Dr. Daniel McDermott, assistant professor of Biology in the College of Science and Engineering at Southern Arkansas University, has secured a $38,000 instrumentation grant from the IDeA Networks of Biomedical Research Excellence (INBRE).

McDermott used the funding to purchase a flow cytometer for the Department of Biology. The state-of-the-art machine will greatly enhance the research opportunities available to undergraduate science students at SAU.

“I didn’t learn flow cytometry until I was in graduate school,” said McDermott, a first-year faculty member at SAU. “For our undergraduate students to be able to say that they know flow cytometry is a great advantage. We are probably one of the very few undergraduate institutions in Arkansas to have a flow cytometer.”
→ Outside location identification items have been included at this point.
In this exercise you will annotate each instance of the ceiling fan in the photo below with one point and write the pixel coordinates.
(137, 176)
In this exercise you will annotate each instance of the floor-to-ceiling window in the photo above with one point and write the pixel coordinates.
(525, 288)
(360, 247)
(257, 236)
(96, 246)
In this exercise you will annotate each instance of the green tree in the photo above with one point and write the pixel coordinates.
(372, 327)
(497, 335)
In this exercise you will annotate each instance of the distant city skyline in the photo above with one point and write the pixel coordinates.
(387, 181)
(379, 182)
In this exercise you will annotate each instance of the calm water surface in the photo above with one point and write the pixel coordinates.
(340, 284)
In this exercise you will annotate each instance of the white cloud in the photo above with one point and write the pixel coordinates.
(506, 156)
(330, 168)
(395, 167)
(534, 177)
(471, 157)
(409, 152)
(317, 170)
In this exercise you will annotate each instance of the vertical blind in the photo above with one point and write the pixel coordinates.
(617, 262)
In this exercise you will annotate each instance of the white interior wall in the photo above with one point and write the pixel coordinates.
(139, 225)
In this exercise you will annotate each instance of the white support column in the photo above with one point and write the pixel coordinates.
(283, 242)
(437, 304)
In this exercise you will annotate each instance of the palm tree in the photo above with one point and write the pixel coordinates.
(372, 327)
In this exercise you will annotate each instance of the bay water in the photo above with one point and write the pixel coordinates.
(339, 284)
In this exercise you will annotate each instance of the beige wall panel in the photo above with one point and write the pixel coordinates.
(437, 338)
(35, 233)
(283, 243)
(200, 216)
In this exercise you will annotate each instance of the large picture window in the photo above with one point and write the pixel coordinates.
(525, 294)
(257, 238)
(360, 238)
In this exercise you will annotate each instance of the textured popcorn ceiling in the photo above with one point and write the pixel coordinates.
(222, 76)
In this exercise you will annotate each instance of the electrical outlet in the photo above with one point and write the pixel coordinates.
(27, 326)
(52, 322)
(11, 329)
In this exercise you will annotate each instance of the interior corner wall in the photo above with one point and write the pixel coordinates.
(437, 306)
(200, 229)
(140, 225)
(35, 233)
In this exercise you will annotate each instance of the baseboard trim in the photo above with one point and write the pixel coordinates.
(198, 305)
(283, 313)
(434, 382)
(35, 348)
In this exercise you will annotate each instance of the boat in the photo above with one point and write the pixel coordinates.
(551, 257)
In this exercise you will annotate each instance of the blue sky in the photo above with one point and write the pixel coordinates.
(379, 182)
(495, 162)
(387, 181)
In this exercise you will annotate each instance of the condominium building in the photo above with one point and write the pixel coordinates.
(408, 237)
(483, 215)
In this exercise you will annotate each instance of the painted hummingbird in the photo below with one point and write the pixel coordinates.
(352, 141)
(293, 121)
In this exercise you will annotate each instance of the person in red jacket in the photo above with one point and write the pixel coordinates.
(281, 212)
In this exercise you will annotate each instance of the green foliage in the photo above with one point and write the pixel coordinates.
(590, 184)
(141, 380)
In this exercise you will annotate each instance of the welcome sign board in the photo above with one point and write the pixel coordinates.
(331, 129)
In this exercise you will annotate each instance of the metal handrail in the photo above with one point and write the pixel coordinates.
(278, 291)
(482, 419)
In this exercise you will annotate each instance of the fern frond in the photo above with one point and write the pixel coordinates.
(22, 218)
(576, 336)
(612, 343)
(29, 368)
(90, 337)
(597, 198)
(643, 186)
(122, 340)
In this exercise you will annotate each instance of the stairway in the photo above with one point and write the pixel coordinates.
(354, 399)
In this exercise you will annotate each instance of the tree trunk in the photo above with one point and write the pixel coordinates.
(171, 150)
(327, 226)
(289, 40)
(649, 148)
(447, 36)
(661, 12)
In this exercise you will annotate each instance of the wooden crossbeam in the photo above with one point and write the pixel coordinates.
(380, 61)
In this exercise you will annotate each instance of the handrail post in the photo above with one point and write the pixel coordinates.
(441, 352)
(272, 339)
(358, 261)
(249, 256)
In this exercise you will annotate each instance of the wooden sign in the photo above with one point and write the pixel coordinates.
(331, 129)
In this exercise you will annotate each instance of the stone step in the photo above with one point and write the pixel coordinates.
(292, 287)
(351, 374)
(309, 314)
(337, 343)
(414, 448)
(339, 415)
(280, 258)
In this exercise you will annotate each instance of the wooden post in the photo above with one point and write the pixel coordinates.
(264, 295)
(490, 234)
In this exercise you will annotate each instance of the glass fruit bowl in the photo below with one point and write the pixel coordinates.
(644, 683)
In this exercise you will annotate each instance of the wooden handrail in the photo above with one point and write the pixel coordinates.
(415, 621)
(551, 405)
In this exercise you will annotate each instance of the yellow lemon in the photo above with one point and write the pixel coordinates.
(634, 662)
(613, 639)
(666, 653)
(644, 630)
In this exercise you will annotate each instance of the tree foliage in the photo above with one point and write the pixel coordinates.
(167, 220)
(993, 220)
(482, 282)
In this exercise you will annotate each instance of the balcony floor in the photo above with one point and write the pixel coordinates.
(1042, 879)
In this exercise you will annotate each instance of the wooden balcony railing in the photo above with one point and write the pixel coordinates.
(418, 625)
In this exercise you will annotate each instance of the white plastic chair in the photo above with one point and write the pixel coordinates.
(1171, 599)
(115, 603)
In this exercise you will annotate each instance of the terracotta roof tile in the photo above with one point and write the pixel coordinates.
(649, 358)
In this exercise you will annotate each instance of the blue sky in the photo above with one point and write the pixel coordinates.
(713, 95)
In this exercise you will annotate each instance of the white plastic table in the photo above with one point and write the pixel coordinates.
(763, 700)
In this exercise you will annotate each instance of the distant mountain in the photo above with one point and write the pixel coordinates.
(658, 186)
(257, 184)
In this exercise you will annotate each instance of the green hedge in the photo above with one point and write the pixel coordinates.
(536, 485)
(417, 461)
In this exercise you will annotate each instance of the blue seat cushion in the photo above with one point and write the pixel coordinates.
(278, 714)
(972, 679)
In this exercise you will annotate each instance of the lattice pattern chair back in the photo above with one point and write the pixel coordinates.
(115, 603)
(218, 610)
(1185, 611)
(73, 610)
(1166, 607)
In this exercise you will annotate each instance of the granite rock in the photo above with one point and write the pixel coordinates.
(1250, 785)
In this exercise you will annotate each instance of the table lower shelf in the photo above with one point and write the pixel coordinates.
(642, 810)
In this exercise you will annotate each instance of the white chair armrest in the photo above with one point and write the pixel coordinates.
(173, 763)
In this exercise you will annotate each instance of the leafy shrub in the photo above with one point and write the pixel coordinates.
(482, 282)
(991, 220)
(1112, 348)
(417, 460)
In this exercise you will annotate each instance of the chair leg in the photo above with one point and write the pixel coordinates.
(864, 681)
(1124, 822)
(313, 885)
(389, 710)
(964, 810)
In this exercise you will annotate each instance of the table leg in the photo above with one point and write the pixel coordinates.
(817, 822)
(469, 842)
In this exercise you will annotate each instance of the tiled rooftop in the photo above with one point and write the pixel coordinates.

The machine expands the number of research projects that can be done by students as well as faculty. “It is an essential tool for studying the immune system,” McDermott said. “Getting a tool like this opens up new projects for any professor or student.”

Flow cytometry is a cutting-edge technology that has numerous applications that can be applied to the wide variety of fields of biology that are taught and researched at SAU. It is capable of analyzing thousands of cells in a matter of seconds as compared to a microscope, which limits the number of cells in the field of view. The flow cytometer increases both quantitative power and time efficiency.

It comes with a computer workstation and user-friendly software that will make it easy to train both faculty and undergraduates.

For students, it will mean hands-on experience with flow cytometry and a greater opportunity to publish academic papers. “Medical and dental schools require more and more undergraduate research, and the Biology Department is always looking at ways of expanding those opportunities,” McDermott said.

The machine fulfils the Biology department’s mission of incorporating the latest technologies into the classroom and research experience at SAU. “The more tools you have to answer a problem, the better,” he said. “We want to increase our arsenal to allow our students to do everything they need to here at SAU.”

INBRE is a valued funding source for SAU. “Normally, a flow cytometer would be unobtainable for us, but having a source dedicated to undergraduate institutions like SAU is absolutely vital,” McDermott said. “We have had success with INBRE in the past and I definitely plan on pursuing other grants in the future.”

“INBRE instrumentation grants are very competitive; it is incredible that Dr. McDermott has been able to secure one within just a few months of his appointment in the Biology Department,” said Dr. Abdel Bachri, dean of the College of Science and Engineering. “This speaks very highly of the quality of his research ideas, and makes him a productive and promising undergraduate research mentor. I look forward to witnessing his accomplishments with our students.”

The grant was made possible by The Arkansas INBRE, which is funded by a grant from the National Institute of General Medical Sciences under the Institutional Development Award (IDeA) Program of the National Institutes of Health (NIH). Dr. Antoinette Odendaal, assistant professor of Biology and Chemistry, recently secured an INBRE grant in the amount of $20,000 for a pilot study. She also contributed to an Arkansas INBRE Shared Research Grant in 2016, for which SAU required a motorized fluorescence microscope with a camera capable of capturing fluorescence and bright field images.